Therapie des Cushing-Syndroms

Medizinische Kurznachrichten der Deutschen Gesellschaft für Endokrinologie
(Prof. Helmut Schatz, Bochum)

Metyrapon zur Therapie des Cushing-Syndroms

Publiziert von Prof. Helmut Schatz, Bochum und Prof. Christof Schöfl, Erlangen:

Bochum und Erlangen, 12. März 2014:

Auf der Jahrestagung der Britischen Society for Endocrinology in
Liverpool vom 24.-27. März 2014 wird über den Effekt einer
Metyrapontherapie bei Patienten mit Cushing-Syndrom berichtet werden. In
der retrospektiven Studie wurde in über 80% der Patienten eine
Normalisierung der Cortisolspiegel erzielt, bei einem akzeptablen
Sicherheitsprofil (1).

An der retrospektiven Studie in 13 endokrinologischen Referenzzentren
Großbritanniens wurden von 1997-2013 195 Patienten unter
Metyrapon-Therapie, davon 160 unter Monotherapie ausgewertet. Ein
zentrales Cushing-Syndrom hatten 59%, davon 32% ein hypophysäres
Makroadenom, 19% ein ektopes ACTH-Syndrom, 15% ein
Nebennierenrindenkarzinom und 7% ein Nebennierenadenom. 73% erhielten
Metyrapon vor der Operation, und 13% bekamen nur Metyrapon. Die
durchschnittliche Metyrapon-Startdosis lag bei 1000 Milligramm, dann
wurde in unterschiedlichem Ausmaß titriert. Zur Verlaufs- bzw.
Therapiekontrolle dienten meist Cortisoltagesprofile, gefolgt von einem
9.00 h-Cortisolwert und freiem Urincortisol. Die mittlere Therapiedauer
betrug 8 Monate. Nebenwirkungen traten bei 25% der Patienten auf, „most
commonly gastrointestinmal upset and hypoadrenalism“. Eine Hypokaliämie
unter der Behandlung wurde therapiert Die Autoren empfehlen eine bessere
Standardisierung der Überwachungsmethoden und der Dosistitration.

Kommentar

Metyrapon wurde früher in Deutschland als Metopiron breit als
Diagnostikum eingesetzt. Als Therapeutikum hatte es in Deutschland keine
Zulassung. Da bis zum Stichtag 30. April 1990 kein Nachzulassungsantrag
gestellt wurde, endete die Verkehrsfähigkeit von Metopiron mit
Jahresende 1992. Es ist in Deutschland nicht mehr erhältlich, kann aber
aus dem Ausland bezogen werden. So ist es in Frankreich, den
Niederlanden und Großbritannien auf dem Markt. Die Krankenkassen lehnen
die Kostenübernahme jedoch meist ab. Nach Urteilen der
Landessozialgerichte Berlin-Brandenburg und Potsdam, ergangen anlässlich
eines besonders schweren Falles, sei die Einfuhr aber zulässig und die
Kosten seien von den Krankenkassen zu erstatten. Nun plant die Firma HRA
Pharma, Sitz in Bochum, in Deutschland Metyrapon wieder auf den Markt
zu bringen, insbesondere als Therapeutikum. Es soll ein Antrag bei der
Europäischen Arzneimittelagentur EMA gestellt werden.

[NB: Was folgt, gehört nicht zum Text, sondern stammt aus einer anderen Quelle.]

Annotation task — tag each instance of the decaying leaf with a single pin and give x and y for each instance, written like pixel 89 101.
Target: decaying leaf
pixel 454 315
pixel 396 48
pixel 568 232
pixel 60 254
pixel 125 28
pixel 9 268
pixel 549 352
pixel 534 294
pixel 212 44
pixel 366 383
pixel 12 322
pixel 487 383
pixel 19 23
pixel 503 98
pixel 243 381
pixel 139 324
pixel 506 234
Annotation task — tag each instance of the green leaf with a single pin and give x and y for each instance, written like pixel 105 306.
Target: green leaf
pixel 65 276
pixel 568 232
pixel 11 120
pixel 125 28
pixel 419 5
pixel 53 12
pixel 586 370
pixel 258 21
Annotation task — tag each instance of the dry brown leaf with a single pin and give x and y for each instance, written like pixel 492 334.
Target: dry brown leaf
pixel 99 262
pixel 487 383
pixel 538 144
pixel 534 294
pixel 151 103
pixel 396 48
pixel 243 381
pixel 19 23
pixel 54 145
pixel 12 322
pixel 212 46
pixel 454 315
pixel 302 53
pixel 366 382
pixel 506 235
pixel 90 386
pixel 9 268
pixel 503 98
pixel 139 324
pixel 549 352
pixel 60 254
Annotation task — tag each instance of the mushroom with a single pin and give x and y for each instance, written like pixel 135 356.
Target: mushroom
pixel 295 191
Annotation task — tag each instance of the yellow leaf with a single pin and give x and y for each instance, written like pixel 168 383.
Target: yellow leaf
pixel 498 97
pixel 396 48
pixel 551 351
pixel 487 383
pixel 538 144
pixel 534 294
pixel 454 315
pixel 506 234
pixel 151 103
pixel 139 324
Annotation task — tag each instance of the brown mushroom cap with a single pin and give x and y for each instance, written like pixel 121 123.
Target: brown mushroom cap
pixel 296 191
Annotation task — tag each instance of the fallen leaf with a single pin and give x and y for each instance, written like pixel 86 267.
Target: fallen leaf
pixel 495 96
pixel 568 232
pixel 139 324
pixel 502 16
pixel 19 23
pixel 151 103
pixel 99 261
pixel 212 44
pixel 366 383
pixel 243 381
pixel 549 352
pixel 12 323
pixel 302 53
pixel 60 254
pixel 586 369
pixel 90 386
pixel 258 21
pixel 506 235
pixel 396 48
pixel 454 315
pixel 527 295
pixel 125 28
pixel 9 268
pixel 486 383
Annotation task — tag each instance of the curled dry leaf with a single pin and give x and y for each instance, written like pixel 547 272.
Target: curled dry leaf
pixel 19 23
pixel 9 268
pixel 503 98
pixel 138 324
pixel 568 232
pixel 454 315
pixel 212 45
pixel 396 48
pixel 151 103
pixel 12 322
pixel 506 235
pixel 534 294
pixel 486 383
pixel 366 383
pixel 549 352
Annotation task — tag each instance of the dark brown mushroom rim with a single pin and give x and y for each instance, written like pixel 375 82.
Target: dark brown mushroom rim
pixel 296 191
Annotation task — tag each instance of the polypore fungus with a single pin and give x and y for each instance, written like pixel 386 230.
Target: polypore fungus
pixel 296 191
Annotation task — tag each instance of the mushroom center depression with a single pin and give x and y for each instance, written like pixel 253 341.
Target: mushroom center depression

Zunächst muss seitens der Deutschen Gesellschaft für Endokrinologie
den deutschen Hypophysenchirurgen ein hohes Lob ausgesprochen werden: In
der Regel können bei uns Patienten mit zentralem Cushing-Syndrom
erfreulicherweise operativ geheilt werden. Gegebenenfalls wird auch die
Strahlentherapie mit Erfolg eingesetzt. Auch die Nebennierenchirurgie
ist bei uns gut entwickelt. Dennoch verbleiben Patienten, die so nicht
geheilt werden können. Hier hatte man bisher nur begrenzte
therapeutische Möglichkeiten: Ketoconazol, ein Antimykotikum, wurde
off-label als Adrenostatikum eingesetzt, ist jetzt aber in Deutschland
nur mehr zur topischen Anwendung als Creme oder Lösung auf dem Markt
(Nizoral®, Terzolin®). Für die Behandlung des Morbus Cushing, also das
zentrale Cushing-Syndrom steht seit 2012 das Somatostatin-Analogon
Pasireotid (Signifor®) zur Verfügung (2,3).

Ein Hemmer der Cortisolsynthese wäre für Sonderfälle sicherlich eine
Bereicherung des therapeutischen Repertoires in Deutschland.